Caleb Landry Jones spielt die aufreibende Situation Normans, dessen labiler psychischer Zustand sich zwischen Beziehungskrise und Klinikaufenthalt einpendelt, als emotionale Tour de Force. Es wird viel geweint, gestritten und gelitten. Norman ringt darum, zu seiner Freundin (Eleonore Hendricks) und seinem Babysohn eine belastbare Beziehung aufzubauen, scheitert aber immer wieder an seinen inneren Verletzungen.
Geliebt
„Ich habe das Drehbuch gelesen und sofort geliebt, geliebt, geliebt“, sagt Caleb Landry Jones bei seinem Wien-Besuch im Interview mit dem KURIER enthusiastisch: „Ich hatte keine Ahnung, wer zum Teufel Peter Brunner ist, aber ich fand das Drehbuch sofort brillant und wollte um jeden Preis eine Rolle übernehmen.“
Auch für Peter Brunner, der aufgrund der schwierigen Finanzierung seines Films verschiedene Koproduktionen einging und dadurch die Möglichkeit erhielt, in Amerika zu drehen, stellte Caleb Landry Jones die Idealbesetzung dar: „Ich sah ihn in diversen Filmen und war von seinem Spiel begeistert. Dann haben wir seinem Agenten das Drehbuch geschickt und – er hat geantwortet.“
Bei dem gemeinsamen Gespräch mit dem 36-jährigen Brunner und seinem Hauptdarsteller spürt man, dass hier zwei Künstler an einem Strang ziehen: „Ich habe sofort verstanden, was Peter in seinem Film erzählen will und konnte mich mit vielen Aspekten von Normans Freundschafts- und Beziehungsproblemen identifizieren. Norman will sich um seine Familie kümmern und für sie da sein; gleichzeitig kämpft er mit seinem Schuldgefühl, seiner Paranoia und seinem Schmerz.
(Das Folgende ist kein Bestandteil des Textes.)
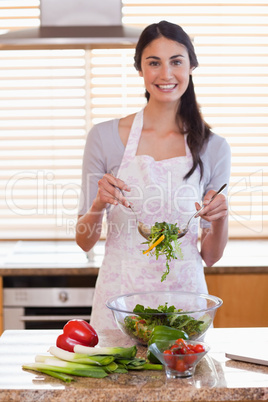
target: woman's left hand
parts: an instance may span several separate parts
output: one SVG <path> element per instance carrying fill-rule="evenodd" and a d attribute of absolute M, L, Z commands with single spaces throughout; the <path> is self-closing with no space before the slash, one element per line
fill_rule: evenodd
<path fill-rule="evenodd" d="M 216 193 L 214 190 L 209 190 L 204 197 L 203 205 L 209 204 L 209 201 Z M 196 210 L 198 211 L 201 206 L 198 202 L 195 203 Z M 217 197 L 207 205 L 203 211 L 200 212 L 201 218 L 205 219 L 208 222 L 213 222 L 218 219 L 225 218 L 228 215 L 228 204 L 227 198 L 224 194 L 218 194 Z"/>

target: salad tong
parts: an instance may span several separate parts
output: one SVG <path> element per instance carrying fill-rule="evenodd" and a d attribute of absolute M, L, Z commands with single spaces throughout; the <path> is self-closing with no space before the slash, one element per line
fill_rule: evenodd
<path fill-rule="evenodd" d="M 116 176 L 114 175 L 113 171 L 111 171 L 110 174 L 111 174 L 113 177 L 116 177 Z M 126 196 L 125 196 L 125 194 L 124 194 L 124 191 L 121 190 L 121 188 L 119 188 L 119 187 L 117 187 L 117 186 L 114 186 L 113 184 L 112 184 L 112 186 L 113 186 L 114 188 L 116 188 L 118 191 L 120 191 L 120 193 L 126 198 Z M 138 220 L 138 217 L 137 217 L 137 215 L 136 215 L 136 212 L 134 211 L 134 208 L 131 206 L 131 204 L 130 204 L 129 201 L 128 201 L 128 203 L 129 203 L 129 207 L 128 207 L 128 208 L 131 209 L 131 211 L 132 211 L 133 214 L 135 215 L 136 224 L 137 224 L 137 228 L 138 228 L 138 231 L 139 231 L 140 235 L 142 235 L 146 240 L 148 240 L 148 238 L 149 238 L 149 236 L 150 236 L 150 234 L 151 234 L 151 228 Z"/>
<path fill-rule="evenodd" d="M 218 194 L 220 194 L 225 187 L 227 186 L 227 184 L 223 184 L 221 186 L 221 188 L 211 197 L 211 199 L 209 200 L 208 204 L 203 205 L 198 211 L 196 211 L 191 218 L 188 220 L 186 226 L 184 227 L 184 229 L 182 229 L 179 233 L 178 233 L 178 239 L 181 239 L 182 237 L 184 237 L 186 235 L 186 233 L 189 231 L 189 225 L 190 222 L 193 218 L 195 218 L 198 214 L 200 214 L 201 211 L 203 211 L 203 209 L 208 206 L 213 200 L 214 198 L 216 198 L 216 196 Z M 134 211 L 133 211 L 134 212 Z M 136 219 L 137 220 L 137 219 Z M 145 224 L 143 224 L 142 222 L 138 222 L 138 231 L 139 233 L 145 238 L 145 239 L 149 239 L 149 236 L 151 234 L 151 228 Z"/>
<path fill-rule="evenodd" d="M 113 177 L 115 177 L 115 175 L 113 174 L 112 171 L 111 171 L 111 175 L 112 175 Z M 195 218 L 198 214 L 200 214 L 200 212 L 203 211 L 203 209 L 204 209 L 206 206 L 208 206 L 208 205 L 214 200 L 214 198 L 215 198 L 218 194 L 220 194 L 220 193 L 225 189 L 226 186 L 227 186 L 226 183 L 223 184 L 223 185 L 221 186 L 221 188 L 211 197 L 211 199 L 209 200 L 208 204 L 203 205 L 198 211 L 196 211 L 196 212 L 191 216 L 191 218 L 188 220 L 188 222 L 187 222 L 186 226 L 184 227 L 184 229 L 182 229 L 182 230 L 178 233 L 178 239 L 181 239 L 182 237 L 184 237 L 184 236 L 186 235 L 186 233 L 189 231 L 189 225 L 190 225 L 191 220 L 192 220 L 193 218 Z M 119 190 L 120 193 L 125 197 L 124 192 L 123 192 L 119 187 L 117 187 L 117 186 L 114 186 L 114 187 L 115 187 L 117 190 Z M 140 222 L 140 221 L 138 220 L 137 215 L 136 215 L 136 213 L 135 213 L 135 211 L 134 211 L 134 209 L 133 209 L 133 207 L 131 206 L 130 203 L 129 203 L 129 208 L 131 209 L 131 211 L 132 211 L 133 214 L 135 215 L 136 223 L 137 223 L 137 227 L 138 227 L 139 233 L 140 233 L 141 236 L 143 236 L 146 240 L 148 240 L 149 237 L 150 237 L 150 234 L 151 234 L 151 228 L 150 228 L 148 225 L 145 225 L 144 223 L 142 223 L 142 222 Z"/>
<path fill-rule="evenodd" d="M 182 238 L 183 236 L 186 235 L 186 233 L 187 233 L 188 230 L 189 230 L 189 224 L 190 224 L 191 220 L 192 220 L 193 218 L 195 218 L 198 214 L 200 214 L 200 212 L 203 211 L 203 209 L 204 209 L 205 207 L 207 207 L 207 206 L 214 200 L 214 198 L 215 198 L 218 194 L 220 194 L 220 193 L 225 189 L 226 186 L 227 186 L 226 183 L 223 184 L 223 186 L 221 186 L 221 188 L 213 195 L 213 197 L 211 197 L 211 199 L 209 200 L 208 204 L 203 205 L 198 211 L 196 211 L 196 212 L 193 214 L 193 216 L 191 216 L 191 218 L 188 220 L 188 222 L 187 222 L 185 228 L 184 228 L 182 231 L 180 231 L 180 232 L 178 233 L 178 239 L 180 239 L 180 238 Z"/>

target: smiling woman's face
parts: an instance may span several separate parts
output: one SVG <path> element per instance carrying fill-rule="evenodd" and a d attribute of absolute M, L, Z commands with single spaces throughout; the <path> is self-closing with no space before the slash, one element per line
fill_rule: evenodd
<path fill-rule="evenodd" d="M 186 47 L 160 37 L 144 49 L 139 74 L 150 100 L 178 102 L 188 87 L 192 70 Z"/>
Ich habe einiges aus meinem Leben wieder erkannt.“ Caleb Landry Jones muss plötzlich lachen: „Aber mehr sag ich jetzt nicht, sonst wird’s zu persönlich.“
Wittgenstein
Tatsächlich ist Peter Brunner ein Regisseur, der sich ganz dezidiert für innere, psychische (Krisen-)Zustände interessiert und diese – oft mit schnell bewegter Handkamera – in emotionsgeladene Bilder übersetzt. „Unsere Fähigkeit zu fühlen, macht uns lebendig“, sagt Brunner. „Ich habe versucht, mit meinen Schauspielern eine emotionale Wahrheit von Menschen zu finden, die sich in der Krise befinden. Es ist okay, wenn das manchen Zuschauern zu viel ist, aber es ist zumindest eine ehrliche Konfrontation.“
Der Begriff des Posttraumatischen Syndroms, unter dem Norman leidet, ist für Brunner, dem Sohn eines Psychiaters, nur ein Schubladenbegriff: „Norman ist für mich ein moderner Ödipus, einer, der es gut mit den anderen meint, aber in einer Erzählung gefangen ist, aus der er nicht heraus findet.“
Auch musikalisch unterfüttert Brunner das emotionale Labyrinth seines Protagonisten, etwa mit minimalistischer Musik von Steve Reich, in der drei helle Sopranstimmen immer wieder einen Satz von Ludwig Wittgenstein klagen: „Welch ein kleiner Gedanke doch ein ganzes Leben füllen kann.“
Der Gedanke, der Norman ausfüllt, ist beseelt von der Suche nach einem Platz in der Welt, nach Zugehörigkeit und der Möglichkeit, sich selbst zu verändern. „Viele Künstler sind von diesen Themen besessen und bemühen sich, Bilder dafür zu finden“, erklärt Peter Brunner. In Caleb Landry Jones hat er einen kongenialen Partner für diese Suche gefunden.